Delegation is a critical skill for leaders and managers who want to develop the capacity and capability of their teams. The quality of delegation in a business or team is usually fairly evident – typical indicators will be energetic, behavioural and cultural. So what are they, and what is a useful framework to ensure the quality of delegation in your business?
3 Common Indicators of Poor Delegation
One of the most common symptoms of poor delegation is mutual frustration felt by both managers and their direct reports: listen out for leaders bemoaning that ‘‘My people lack initiative” or “I need to stay involved in the detail” and their team members complaining that “My boss doesn’t trust me” or that they suffer from micromanagement.
A further distinction that shows up in the presence of poor delegation is between people who say they feel overworked – usually associated with negative energy and a ‘problem state’, and those who feel stretched (or even overstretched for short periods), which is typically a more positive energetic state associated with challenge and growth, even if it places a heavy workload on the person concerned.
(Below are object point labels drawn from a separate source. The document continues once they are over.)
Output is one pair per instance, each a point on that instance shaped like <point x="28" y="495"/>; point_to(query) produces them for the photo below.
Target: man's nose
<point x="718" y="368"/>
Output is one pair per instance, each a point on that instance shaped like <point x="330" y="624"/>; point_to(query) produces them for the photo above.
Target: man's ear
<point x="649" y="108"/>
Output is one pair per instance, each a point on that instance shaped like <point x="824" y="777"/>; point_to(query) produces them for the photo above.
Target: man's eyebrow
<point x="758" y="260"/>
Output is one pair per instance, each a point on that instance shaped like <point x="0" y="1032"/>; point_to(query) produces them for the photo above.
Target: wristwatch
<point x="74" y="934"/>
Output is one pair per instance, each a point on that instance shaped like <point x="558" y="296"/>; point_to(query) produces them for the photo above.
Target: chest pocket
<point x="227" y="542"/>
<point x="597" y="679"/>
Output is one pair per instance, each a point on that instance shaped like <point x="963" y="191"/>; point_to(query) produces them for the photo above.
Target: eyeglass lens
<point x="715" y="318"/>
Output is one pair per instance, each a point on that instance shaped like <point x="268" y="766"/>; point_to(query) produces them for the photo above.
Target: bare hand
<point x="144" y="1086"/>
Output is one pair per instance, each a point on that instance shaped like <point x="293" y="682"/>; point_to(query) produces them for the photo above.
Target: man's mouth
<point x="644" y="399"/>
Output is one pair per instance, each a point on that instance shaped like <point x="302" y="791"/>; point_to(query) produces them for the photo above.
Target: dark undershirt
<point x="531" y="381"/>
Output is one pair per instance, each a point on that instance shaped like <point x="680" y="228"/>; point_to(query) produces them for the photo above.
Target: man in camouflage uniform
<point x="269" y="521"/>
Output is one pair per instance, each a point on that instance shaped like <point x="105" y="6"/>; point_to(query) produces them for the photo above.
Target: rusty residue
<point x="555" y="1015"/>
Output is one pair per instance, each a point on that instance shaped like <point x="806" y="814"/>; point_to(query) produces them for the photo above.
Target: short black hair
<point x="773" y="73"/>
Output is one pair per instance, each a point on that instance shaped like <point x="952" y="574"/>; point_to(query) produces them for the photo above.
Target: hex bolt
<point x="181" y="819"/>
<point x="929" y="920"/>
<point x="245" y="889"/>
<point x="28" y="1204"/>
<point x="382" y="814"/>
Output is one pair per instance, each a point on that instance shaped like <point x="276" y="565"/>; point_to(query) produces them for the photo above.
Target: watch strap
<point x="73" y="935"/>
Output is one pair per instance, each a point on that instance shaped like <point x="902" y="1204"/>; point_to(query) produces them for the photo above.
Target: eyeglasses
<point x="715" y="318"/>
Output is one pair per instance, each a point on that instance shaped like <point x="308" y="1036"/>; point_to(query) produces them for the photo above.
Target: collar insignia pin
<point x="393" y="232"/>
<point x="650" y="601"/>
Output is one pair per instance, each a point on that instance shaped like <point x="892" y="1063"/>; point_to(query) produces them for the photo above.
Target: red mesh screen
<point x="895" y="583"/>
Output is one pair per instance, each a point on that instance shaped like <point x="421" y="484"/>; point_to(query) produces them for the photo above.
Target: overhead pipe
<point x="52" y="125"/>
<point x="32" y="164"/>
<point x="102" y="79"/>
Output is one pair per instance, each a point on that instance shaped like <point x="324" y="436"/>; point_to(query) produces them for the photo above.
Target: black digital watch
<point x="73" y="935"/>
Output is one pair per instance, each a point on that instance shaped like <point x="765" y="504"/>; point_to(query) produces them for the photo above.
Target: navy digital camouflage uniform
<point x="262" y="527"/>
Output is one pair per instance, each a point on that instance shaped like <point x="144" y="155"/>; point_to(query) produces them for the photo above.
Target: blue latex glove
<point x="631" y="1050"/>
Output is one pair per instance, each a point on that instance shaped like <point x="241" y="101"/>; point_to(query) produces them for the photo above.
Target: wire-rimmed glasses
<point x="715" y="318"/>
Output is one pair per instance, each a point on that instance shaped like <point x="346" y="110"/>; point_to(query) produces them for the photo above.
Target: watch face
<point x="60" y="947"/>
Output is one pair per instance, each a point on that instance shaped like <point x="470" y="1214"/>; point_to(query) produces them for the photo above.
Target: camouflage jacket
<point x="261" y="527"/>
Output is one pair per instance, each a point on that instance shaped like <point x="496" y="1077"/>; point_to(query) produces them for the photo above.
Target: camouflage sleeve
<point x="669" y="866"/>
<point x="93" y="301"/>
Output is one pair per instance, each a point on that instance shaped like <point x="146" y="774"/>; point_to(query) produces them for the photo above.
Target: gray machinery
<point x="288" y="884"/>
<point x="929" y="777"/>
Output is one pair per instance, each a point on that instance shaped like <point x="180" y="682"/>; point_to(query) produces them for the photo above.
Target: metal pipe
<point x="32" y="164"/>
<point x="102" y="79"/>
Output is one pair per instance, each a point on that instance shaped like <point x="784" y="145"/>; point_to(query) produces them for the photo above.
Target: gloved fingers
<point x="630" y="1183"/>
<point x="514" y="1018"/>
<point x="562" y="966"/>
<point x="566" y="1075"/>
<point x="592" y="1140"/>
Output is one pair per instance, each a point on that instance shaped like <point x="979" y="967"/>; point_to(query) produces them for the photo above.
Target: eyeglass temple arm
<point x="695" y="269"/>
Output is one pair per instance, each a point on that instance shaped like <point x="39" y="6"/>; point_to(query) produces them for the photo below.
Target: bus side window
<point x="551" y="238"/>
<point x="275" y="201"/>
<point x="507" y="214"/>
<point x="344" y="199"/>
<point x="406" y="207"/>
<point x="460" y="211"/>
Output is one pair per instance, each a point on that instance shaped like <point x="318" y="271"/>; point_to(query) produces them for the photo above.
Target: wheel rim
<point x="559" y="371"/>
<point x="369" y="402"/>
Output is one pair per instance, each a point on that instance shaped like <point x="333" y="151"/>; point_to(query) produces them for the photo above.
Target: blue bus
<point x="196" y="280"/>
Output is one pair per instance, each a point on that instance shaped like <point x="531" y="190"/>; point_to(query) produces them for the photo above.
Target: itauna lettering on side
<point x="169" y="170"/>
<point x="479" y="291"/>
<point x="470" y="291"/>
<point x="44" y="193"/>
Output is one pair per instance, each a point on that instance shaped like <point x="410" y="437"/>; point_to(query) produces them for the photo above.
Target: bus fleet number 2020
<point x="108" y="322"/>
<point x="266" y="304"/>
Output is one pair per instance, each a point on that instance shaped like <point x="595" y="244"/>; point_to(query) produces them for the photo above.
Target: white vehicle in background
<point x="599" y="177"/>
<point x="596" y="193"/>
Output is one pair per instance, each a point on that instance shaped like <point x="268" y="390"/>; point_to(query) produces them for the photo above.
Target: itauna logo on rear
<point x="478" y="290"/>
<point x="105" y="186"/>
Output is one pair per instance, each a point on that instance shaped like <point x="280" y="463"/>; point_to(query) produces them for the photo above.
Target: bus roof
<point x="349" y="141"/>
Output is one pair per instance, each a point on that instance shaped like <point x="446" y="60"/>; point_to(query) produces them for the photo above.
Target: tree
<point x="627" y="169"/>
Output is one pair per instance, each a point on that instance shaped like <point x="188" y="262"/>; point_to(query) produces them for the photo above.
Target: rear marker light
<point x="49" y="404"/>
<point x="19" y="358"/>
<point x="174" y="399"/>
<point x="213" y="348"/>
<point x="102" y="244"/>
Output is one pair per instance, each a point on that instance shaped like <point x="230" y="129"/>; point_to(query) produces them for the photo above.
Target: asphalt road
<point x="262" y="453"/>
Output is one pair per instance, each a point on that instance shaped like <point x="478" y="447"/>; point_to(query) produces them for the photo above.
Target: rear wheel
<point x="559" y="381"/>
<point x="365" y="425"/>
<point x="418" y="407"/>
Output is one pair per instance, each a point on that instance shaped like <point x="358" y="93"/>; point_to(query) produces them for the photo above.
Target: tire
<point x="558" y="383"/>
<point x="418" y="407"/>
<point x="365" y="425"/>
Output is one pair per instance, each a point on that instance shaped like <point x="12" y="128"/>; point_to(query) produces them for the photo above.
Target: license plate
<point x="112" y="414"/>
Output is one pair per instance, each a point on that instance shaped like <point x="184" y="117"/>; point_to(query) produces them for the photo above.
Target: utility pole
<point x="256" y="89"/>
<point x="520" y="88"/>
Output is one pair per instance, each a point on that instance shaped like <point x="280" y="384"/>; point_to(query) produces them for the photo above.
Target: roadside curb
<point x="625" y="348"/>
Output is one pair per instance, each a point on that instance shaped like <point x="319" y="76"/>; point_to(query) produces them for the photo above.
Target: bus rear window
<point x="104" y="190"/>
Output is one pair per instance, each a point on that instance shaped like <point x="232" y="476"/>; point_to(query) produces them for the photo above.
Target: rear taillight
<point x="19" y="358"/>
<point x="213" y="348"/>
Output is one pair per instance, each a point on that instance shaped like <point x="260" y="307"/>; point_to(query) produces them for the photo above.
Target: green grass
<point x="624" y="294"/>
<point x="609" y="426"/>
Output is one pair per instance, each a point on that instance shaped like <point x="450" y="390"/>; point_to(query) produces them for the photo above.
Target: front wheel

Overwork will be accompanied by anxiety, people ‘keeping their head down’ and by a focus on short-term time horizons. In contrast, stretch can be the result of constructive delegation or ambitious goal-setting and reflect the confidence of a leader in a team or colleague’s capability.
Whilst not an exhaustive list, typical behaviours that flow from poor delegation might include: framing situations as problems rather than challenges (which may be reasonable in the circumstances), the prevalence of checking rather than reviewing, a focus on tasks rather strategies, a tendency to ‘close down’ rather than ‘open up’ ideas and ironically, upward delegation (either real or attributed) back to the leader or manager who delegated in the first place. Attributed upward delegation typically sounds like: “I’ve spoken to (the boss) and they think we should do it this way”, which is a way of closing down other suggestions whilst avoiding taking personal responsibility for a recommendation or decision.
In businesses or teams where delegation is poor, the prevailing culture will tend more towards fear, blame and psychological insecurity, all of which inhibit initiative and personal development.
The prevailing mindset will usually be more closed than open, showing up as a resistance to new ideas or strategies and in a general sense of inertia.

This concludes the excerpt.